Week 1, Session 3 — PCA, factor analysis, CCA, LDA

Course 4 — #courses

Author

R. Heller

Note

Workflow labs use the variant template: Goal → Approach → Execution → Check → Report.

Learning objectives

  • Compute a PCA, read a biplot, and explain loadings and scores without resorting to magical reasoning about “directions of variance”.
  • Distinguish PCA, factor analysis, canonical correlation analysis, and linear discriminant analysis by the question each answers.
  • Fit an LDA classifier and interpret the discriminant coefficients.

Prerequisites

Matrix algebra from Course 1 (eigendecomposition); basic multivariate intuition.

Background

Dimension reduction is often described as “finding structure”, but each of these methods has a concrete question behind it. PCA asks which directions in feature space have the largest variance; its axes are eigenvectors of the covariance matrix. Factor analysis asks which latent factors, plus unique variance per feature, reproduce the observed covariance; it is PCA’s statistical cousin with a proper error model. Canonical correlation analysis asks which linear combinations of two feature sets are maximally correlated. Linear discriminant analysis asks which direction separates known classes while collapsing within-class variance.

They share machinery — all four involve eigenvalues of something — but they are not interchangeable. Using PCA where LDA was called for will waste the label information; using LDA where PCA was called for will produce a single, class-dependent axis and nothing else.

When you report a PCA, report the variance explained by each of the first few components and a biplot with named observations and loadings. When you report an LDA, report the classification accuracy on held-out data and the direction of each discriminant, not just the confusion matrix.

Setup

library(tidyverse)
library(MASS)
set.seed(42)
theme_set(theme_minimal(base_size = 12))

1. Goal

Use iris to illustrate PCA and LDA on the same data, compare their projections, and classify species with LDA.

2. Approach

Four morphometric variables, three species. PCA ignores the label; LDA uses it.

iris |>
  pivot_longer(-Species) |>
  ggplot(aes(value, fill = Species)) +
  geom_density(alpha = 0.5) +
  facet_wrap(~ name, scales = "free") +
  labs(x = NULL, y = "density")

3. Execution

PCA on the four numeric features, then LDA.

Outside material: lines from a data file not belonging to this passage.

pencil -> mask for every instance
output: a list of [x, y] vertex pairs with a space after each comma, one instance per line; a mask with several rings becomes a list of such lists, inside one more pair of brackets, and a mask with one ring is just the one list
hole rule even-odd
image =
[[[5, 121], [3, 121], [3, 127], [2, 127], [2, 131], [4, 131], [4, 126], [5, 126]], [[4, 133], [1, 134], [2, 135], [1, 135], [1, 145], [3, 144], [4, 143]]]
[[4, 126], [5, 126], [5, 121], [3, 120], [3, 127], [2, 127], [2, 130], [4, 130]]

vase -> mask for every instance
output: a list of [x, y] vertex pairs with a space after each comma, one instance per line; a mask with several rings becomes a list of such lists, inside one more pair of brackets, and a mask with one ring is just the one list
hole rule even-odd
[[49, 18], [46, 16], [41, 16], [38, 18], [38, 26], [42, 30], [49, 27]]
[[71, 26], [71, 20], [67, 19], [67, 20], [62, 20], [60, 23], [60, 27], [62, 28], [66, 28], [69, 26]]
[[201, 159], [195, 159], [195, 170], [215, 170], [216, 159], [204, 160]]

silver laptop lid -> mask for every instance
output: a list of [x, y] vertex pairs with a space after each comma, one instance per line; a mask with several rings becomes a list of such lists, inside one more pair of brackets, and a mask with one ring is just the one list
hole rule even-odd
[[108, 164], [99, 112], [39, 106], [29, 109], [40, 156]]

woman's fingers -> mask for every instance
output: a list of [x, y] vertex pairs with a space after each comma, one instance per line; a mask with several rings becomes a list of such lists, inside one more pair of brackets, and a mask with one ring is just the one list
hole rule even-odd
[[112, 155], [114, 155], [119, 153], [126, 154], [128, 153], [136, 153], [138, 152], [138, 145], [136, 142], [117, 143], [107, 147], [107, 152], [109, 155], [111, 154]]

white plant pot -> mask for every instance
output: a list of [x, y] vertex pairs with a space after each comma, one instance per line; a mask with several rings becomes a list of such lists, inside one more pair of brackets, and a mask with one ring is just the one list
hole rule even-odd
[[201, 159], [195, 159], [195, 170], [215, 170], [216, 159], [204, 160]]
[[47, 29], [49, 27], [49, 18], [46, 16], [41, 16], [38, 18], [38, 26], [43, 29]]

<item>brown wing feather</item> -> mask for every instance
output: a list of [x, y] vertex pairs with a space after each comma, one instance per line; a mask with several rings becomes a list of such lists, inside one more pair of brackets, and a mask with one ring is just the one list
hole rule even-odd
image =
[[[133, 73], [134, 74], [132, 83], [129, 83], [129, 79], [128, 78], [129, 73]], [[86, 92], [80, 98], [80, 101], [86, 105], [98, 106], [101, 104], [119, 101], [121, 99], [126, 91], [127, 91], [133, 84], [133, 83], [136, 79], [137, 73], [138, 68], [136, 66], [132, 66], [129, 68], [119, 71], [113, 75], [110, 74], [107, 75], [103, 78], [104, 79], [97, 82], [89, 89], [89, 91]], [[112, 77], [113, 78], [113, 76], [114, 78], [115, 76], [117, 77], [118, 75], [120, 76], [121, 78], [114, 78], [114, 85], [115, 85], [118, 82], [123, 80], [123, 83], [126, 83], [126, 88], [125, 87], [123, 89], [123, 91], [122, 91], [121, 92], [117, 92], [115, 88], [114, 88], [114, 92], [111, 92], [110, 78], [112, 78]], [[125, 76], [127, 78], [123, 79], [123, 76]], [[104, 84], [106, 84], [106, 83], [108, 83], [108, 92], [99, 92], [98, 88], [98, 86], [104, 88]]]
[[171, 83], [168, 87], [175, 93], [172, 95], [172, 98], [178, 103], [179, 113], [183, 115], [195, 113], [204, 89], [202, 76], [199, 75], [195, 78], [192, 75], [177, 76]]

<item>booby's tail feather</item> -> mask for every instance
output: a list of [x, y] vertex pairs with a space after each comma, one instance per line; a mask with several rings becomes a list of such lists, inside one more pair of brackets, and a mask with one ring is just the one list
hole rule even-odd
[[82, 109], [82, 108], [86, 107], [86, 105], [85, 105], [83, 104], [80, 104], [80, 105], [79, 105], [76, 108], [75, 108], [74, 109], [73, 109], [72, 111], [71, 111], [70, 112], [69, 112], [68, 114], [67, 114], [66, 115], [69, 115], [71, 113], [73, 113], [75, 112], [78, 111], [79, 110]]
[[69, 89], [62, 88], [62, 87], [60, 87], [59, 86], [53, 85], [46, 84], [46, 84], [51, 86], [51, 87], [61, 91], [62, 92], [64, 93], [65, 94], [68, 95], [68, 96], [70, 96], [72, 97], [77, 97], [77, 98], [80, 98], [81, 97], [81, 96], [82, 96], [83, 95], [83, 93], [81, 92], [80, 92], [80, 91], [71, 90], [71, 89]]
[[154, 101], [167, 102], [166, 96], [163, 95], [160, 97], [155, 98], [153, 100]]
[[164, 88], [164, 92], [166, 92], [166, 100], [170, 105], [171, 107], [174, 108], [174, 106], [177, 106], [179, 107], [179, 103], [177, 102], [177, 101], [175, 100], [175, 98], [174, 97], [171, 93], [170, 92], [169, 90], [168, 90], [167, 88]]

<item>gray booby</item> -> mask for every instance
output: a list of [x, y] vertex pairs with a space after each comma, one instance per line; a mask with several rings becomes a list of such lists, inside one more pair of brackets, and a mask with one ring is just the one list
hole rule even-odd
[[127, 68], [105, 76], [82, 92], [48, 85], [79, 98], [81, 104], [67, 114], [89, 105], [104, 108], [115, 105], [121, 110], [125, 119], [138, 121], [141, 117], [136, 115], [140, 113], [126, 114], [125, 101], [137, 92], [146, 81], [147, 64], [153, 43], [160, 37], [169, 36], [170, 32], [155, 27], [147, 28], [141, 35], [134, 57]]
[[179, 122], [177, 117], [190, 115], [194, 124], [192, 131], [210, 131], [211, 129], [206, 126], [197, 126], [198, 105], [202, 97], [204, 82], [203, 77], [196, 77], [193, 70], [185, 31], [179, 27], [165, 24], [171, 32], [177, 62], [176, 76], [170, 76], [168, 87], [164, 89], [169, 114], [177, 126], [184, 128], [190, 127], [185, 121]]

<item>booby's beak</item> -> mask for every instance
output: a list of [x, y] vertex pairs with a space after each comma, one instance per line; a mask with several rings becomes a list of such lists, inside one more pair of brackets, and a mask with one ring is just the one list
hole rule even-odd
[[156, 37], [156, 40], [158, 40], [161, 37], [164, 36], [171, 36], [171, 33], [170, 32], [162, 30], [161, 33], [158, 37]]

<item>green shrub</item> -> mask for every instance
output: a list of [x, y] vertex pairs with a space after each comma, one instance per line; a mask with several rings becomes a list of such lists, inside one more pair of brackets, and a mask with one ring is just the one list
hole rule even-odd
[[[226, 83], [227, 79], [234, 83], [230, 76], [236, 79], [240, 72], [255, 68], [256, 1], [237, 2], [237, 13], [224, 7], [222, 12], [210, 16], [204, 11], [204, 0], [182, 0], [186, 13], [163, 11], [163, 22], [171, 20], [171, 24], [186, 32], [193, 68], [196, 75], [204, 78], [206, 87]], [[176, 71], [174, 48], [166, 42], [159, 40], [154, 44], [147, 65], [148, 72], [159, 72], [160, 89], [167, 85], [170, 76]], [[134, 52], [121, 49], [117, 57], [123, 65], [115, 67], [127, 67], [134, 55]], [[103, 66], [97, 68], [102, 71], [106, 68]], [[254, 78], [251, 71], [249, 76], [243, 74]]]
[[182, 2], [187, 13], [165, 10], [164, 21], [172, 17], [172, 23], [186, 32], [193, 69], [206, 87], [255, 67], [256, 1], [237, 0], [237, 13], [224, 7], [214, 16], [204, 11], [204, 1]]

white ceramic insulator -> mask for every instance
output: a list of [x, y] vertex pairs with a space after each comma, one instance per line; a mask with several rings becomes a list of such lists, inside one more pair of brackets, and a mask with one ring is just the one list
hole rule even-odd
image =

pca <- prcomp(iris[, 1:4], scale. = TRUE)
summary(pca)$importance[, 1:3]
                            PC1       PC2       PC3
Standard deviation     1.708361 0.9560494 0.3830886
Proportion of Variance 0.729620 0.2285100 0.0366900
Cumulative Proportion  0.729620 0.9581300 0.9948200
lda_fit <- lda(Species ~ ., data = iris)
lda_fit$scaling
                    LD1         LD2
Sepal.Length  0.8293776 -0.02410215
Sepal.Width   1.5344731 -2.16452123
Petal.Length -2.2012117  0.93192121
Petal.Width  -2.8104603 -2.83918785
scores_pca <- as_tibble(pca$x[, 1:2]) |> mutate(Species = iris$Species)
scores_lda <- as_tibble(predict(lda_fit)$x) |> mutate(Species = iris$Species)
p1 <- ggplot(scores_pca, aes(PC1, PC2, colour = Species)) +
  geom_point(alpha = 0.7) + labs(title = "PCA (unsupervised)")
p2 <- ggplot(scores_lda, aes(LD1, LD2, colour = Species)) +
  geom_point(alpha = 0.7) + labs(title = "LDA (uses labels)")
gridExtra::grid.arrange(p1, p2, ncol = 2)

4. Check

Hold-out accuracy for LDA (simple 70/30 split).

idx <- sample(nrow(iris), 0.7 * nrow(iris))
fit2 <- lda(Species ~ ., data = iris[idx, ])
pred <- predict(fit2, iris[-idx, ])$class
mean(pred == iris$Species[-idx])
[1] 1

5. Report

On the iris data, the first two principal components explained 95.8% of the total variance. A linear discriminant classifier achieved hold-out accuracy of 100% on a 70/30 split.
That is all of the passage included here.